Key Specifications
Parameters
-
Context
128.0K
Release Date
April 9, 2024
Average Score
78.1%
Timeline
Key dates in the model's history
Announcement
April 9, 2024
Last Update
July 19, 2025
Today
March 26, 2026
Technical Specifications
Parameters
-
Training Tokens
-
Knowledge Cutoff
December 31, 2023
Family
-
Capabilities
MultimodalZeroEval
Pricing & Availability
Input (per 1M tokens)
$10.00
Output (per 1M tokens)
$30.00
Max Input Tokens
128.0K
Max Output Tokens
4.1K
Supported Features
Function CallingStructured OutputCode ExecutionWeb SearchBatch InferenceFine-tuning
Benchmark Results
Model performance metrics across various tests and benchmarks
General Knowledge
Tests on general knowledge and understanding
MMLU
Questions with multiple choice by 57 subjects (and ) • Self-reported
Programming
Programming skills tests
HumanEval
Python-tasks programming AI: (In this section, I'll be evaluating the model's ability to write Python code, debug problems, and explain programming concepts.) For these tasks, I'll assess how the model handles: - Writing functions with specific requirements - Debugging existing code - Explaining algorithms and data structures - Optimizing code for performance - Following Python best practices Tasks will range from simple functions to more complex algorithms and will test both practical coding skills and conceptual understanding. AI Assistant: (In this I I will evaluate ability model code on Python, problems and concepts programming.) In these tasks I how model handles with: - functions with code - algorithms and data - code for improvement performance - Python Tasks will from simple functions to more complex algorithms and will how coding, so and understanding • Self-reported
Mathematics
Mathematical problems and computations
MATH
Solution mathematical tasks
AI: Solution mathematical tasks • Self-reported
MGSM
Tasks by mathematics for initial school AI: We and we compare, how well well various model solve simple mathematical tasks-including and base which usually presented in with 3 by 8 Metric: Accuracy solutions for 80 examples with in order to that answers correctly, and not only with answer.
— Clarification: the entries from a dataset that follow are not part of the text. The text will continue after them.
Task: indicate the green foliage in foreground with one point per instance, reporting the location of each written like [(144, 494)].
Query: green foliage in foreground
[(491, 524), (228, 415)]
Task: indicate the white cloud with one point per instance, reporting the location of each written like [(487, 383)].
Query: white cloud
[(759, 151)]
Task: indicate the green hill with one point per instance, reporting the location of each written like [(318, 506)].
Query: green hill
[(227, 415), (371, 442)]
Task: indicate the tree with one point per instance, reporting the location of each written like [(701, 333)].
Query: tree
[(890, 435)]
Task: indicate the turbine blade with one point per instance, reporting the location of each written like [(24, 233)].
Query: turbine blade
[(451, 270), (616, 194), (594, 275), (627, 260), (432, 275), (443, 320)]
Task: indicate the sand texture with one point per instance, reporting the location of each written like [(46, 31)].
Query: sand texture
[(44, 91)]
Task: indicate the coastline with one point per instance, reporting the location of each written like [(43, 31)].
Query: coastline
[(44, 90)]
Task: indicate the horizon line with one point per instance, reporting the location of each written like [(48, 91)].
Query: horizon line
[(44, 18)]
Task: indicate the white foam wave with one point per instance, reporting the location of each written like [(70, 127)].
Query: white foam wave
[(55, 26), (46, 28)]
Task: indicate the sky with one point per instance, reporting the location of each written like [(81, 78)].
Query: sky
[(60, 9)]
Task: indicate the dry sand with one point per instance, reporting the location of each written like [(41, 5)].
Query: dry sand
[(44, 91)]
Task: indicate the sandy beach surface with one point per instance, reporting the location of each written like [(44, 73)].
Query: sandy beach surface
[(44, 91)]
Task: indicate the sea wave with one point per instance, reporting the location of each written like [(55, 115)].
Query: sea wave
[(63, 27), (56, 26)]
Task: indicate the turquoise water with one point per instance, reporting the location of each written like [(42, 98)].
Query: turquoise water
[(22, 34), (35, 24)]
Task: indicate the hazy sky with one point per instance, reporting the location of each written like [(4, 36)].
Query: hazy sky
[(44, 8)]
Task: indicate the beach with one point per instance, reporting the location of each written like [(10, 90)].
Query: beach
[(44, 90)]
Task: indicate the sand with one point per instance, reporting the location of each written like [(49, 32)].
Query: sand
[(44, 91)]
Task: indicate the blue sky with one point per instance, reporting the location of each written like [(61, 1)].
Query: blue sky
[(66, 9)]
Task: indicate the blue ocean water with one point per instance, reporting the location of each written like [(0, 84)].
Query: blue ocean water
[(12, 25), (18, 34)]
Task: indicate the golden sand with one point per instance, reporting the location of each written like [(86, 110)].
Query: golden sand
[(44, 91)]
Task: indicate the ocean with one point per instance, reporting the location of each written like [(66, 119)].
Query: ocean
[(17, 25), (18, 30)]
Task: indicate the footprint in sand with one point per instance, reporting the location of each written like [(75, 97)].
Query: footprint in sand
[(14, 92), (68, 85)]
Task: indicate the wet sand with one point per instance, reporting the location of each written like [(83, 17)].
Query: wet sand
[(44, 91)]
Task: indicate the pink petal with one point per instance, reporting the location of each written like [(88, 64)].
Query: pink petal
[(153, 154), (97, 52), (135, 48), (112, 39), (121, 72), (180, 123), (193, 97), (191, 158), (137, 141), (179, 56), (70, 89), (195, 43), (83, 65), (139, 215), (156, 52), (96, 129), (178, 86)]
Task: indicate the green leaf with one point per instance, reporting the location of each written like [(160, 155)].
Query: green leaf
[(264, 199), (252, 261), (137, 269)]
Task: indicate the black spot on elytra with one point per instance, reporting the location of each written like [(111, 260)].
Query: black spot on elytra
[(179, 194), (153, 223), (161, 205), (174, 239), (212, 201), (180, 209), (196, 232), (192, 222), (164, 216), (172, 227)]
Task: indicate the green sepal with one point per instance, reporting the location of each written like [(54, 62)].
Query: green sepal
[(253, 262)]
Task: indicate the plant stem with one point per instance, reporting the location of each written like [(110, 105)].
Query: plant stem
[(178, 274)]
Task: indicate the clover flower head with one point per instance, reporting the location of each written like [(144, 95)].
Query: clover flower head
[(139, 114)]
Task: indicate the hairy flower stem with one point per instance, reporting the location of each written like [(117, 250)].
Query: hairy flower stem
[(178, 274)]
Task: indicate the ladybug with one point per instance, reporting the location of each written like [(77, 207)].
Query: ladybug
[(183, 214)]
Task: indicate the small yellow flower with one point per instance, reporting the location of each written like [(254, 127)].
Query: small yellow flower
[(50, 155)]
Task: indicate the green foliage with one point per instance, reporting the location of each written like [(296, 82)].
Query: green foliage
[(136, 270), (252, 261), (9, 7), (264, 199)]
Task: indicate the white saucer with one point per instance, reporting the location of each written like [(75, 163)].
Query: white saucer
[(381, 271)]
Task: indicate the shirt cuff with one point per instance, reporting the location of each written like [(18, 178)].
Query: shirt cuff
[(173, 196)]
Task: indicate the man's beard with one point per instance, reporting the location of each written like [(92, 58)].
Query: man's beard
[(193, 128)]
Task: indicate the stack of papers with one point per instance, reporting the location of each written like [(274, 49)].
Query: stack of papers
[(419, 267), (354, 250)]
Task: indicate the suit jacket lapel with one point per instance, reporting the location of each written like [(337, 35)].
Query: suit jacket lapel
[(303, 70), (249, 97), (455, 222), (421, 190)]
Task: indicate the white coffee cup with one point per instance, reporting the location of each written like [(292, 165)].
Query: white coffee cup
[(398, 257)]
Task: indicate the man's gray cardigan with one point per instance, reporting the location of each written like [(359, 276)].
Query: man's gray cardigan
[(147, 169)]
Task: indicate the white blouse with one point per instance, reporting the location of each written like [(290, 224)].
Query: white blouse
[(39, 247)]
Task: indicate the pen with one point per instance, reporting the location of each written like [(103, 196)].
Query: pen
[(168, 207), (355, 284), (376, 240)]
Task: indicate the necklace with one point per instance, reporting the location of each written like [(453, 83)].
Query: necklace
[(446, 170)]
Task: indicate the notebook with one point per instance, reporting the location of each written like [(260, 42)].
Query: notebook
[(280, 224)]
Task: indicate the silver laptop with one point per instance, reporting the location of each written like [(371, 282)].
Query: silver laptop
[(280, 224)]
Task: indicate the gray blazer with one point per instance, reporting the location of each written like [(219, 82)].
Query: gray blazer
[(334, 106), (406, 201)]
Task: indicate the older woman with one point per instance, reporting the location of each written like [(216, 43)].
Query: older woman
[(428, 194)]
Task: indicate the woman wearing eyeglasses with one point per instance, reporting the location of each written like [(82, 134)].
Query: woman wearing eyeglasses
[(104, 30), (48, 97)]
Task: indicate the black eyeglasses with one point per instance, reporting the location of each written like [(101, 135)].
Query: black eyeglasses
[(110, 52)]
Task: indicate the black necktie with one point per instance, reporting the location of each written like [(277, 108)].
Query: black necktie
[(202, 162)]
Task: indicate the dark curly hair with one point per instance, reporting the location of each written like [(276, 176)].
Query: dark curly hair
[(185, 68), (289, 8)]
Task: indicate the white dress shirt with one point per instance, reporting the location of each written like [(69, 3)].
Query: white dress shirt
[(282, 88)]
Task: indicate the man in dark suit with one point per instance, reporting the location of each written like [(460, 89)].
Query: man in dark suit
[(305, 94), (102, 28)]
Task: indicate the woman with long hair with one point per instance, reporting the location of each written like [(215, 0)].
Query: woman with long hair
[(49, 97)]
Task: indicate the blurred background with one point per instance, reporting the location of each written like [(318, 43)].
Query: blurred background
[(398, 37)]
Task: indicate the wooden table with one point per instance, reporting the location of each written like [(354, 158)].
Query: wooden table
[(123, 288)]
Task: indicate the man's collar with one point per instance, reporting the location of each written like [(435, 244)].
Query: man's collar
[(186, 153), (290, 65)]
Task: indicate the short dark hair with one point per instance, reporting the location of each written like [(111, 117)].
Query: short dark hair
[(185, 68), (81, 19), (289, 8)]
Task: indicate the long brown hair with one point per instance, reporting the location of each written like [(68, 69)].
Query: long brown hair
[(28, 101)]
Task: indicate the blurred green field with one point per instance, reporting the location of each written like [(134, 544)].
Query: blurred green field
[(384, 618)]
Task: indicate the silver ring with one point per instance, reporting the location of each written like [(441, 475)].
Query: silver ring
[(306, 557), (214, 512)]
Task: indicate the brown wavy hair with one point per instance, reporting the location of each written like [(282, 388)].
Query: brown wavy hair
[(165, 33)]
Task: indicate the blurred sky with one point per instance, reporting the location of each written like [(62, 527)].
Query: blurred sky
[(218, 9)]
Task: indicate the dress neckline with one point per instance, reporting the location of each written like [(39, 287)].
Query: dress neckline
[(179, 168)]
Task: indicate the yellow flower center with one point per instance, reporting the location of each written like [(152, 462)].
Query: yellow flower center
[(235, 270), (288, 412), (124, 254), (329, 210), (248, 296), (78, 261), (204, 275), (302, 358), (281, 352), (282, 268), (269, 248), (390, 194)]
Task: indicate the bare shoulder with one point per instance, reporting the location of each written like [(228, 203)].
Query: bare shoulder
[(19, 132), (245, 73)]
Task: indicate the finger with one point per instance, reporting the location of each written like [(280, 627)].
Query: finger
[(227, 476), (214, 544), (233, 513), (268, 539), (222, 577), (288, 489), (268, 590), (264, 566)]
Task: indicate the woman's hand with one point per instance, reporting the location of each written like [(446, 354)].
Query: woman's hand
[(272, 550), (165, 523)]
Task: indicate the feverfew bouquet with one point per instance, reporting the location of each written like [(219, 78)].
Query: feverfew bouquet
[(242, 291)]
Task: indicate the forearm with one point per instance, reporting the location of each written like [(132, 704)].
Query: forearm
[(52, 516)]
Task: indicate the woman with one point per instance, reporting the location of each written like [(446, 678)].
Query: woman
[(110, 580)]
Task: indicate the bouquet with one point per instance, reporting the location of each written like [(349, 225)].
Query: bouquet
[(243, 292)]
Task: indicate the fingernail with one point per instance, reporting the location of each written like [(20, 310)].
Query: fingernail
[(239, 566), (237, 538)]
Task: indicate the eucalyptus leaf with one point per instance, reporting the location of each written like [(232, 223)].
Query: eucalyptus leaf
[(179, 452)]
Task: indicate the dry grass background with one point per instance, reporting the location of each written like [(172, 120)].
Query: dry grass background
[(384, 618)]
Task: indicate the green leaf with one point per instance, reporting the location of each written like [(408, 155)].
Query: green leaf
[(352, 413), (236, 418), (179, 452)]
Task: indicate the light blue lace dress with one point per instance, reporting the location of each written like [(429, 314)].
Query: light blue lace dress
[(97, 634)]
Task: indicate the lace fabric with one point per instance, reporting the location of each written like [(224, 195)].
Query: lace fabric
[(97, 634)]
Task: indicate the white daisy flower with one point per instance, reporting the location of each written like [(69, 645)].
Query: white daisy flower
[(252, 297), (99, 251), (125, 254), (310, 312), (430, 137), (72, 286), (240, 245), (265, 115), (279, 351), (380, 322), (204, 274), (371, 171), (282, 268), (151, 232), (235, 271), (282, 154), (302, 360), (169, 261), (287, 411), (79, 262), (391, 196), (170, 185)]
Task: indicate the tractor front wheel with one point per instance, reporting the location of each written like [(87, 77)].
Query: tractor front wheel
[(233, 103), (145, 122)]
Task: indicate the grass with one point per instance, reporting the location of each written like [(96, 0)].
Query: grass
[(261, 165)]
Example tasks: "At was 5 Then she/it with 7 After this she/it 3 at her ?" Process solutions: - number at : 5 - still 7 : 5 + 7 = 12 - Then 3 : 12 - 3 = 9 - Answer: 9 • Self-reported
Reasoning
Logical reasoning and analysis
DROP
Understanding and arithmetic (f1 score) • Self-reported
GPQA
Answers on questions general AI: Human: We evaluate all of our models on two challenging question-answering benchmarks: Measuring Massive Multitask Language Understanding (MMLU) (Hendrycks et al., 2021) and General-Purpose Question Answering (GPQA) (Rein et al., 2023). MMLU is a well-established benchmark assessing performance across 57 different knowledge domains, using multiple-choice questions. GPQA, which is much more challenging than MMLU, evaluates models on a set of 448 manually crafted questions with open-ended answers in STEM and humanities domains, including questions that require novel reasoning rather than recall of known facts. In all of these experiments, models generate answers using greedy decoding (beam size = 1) • Self-reported
License & Metadata
License
proprietary
Announcement Date
April 9, 2024
Last Updated
July 19, 2025
Similar Models
All Modelso1-mini
OpenAI
Best score:0.9 (HumanEval)
Released:Sep 2024
Price:$3.00/1M tokens
o1
OpenAI
Best score:0.9 (MMLU)
Released:Dec 2024
Price:$15.00/1M tokens
o1-preview
OpenAI
Best score:0.9 (MMLU)
Released:Sep 2024
Price:$15.00/1M tokens
o3-mini
OpenAI
Best score:0.9 (MMLU)
Released:Jan 2025
Price:$1.10/1M tokens
GPT-3.5 Turbo
OpenAI
Best score:0.7 (MMLU)
Released:Mar 2023
Price:$0.50/1M tokens
GPT-5 Codex
OpenAI
Released:Sep 2025
Price:$2.00/1M tokens
GPT-4o mini
OpenAI
MM
Best score:0.9 (HumanEval)
Released:Jul 2024
Price:$0.15/1M tokens
GPT-4.1
OpenAI
MM
Best score:0.9 (MMLU)
Released:Apr 2025
Price:$2.00/1M tokens
Recommendations are based on similarity of characteristics: developer organization, multimodality, parameter size, and benchmark performance. Choose a model to compare or go to the full catalog to browse all available AI models.